Speech Recognition
In this guide, we will go over some of the bigger concepts that underlie how Speech Recognition works in Lens Studio and Snapchat. This guide is script heavy. But don’t worry, you can also take a look at the Speech Recognition Template, Voice UI Template, and Sentiment Analyzer.
VoiceML
VoiceML allows you to incorporate transcription and keyword detection as well as voice command detection based on basic natural language understanding into the Lenses. These capabilities can serve as a trigger for a visual effect or any other behavior.
- Transcription: transcribes speech and returns a transcript. This can be done in real time (Pre-Capture) or during recording.

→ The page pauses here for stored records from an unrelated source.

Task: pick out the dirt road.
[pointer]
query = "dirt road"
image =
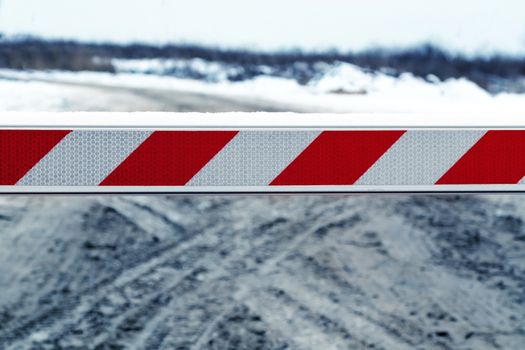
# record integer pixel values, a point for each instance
(260, 272)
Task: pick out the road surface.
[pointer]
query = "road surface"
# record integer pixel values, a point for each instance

- Keyword Detection: allows users to define a list of keywords and detects keywords based on Keyword Classifier.
- Voice Navigation Command Detection: detects a predefined list of voice navigation commands based on basic natural language processing
- Sentiment Analyzer: analysis sentiment based on basic natural language processing
- Transcription and keyword detection are now available for the English, Spanish, French and German languages. Voice Navigation Command Detection is only available for the English language. Transcription limitations include for example new names for things, slang words or acute accents.
- Do not play sound or speech from the Lens while activating the microphone to capture sound.
- Try to avoid background noise and far device distance while activating the microphone to capture sound.
- If the microphone is muted for more than two minutes, the transcription won't continue after unmuting, and you’ll need to reset the
Preview
panel to enable it. - If you were previously logged on to MyLenses and are having trouble seeing the preview in Lens Studio, logout from MyLenses and login to MyLenses again.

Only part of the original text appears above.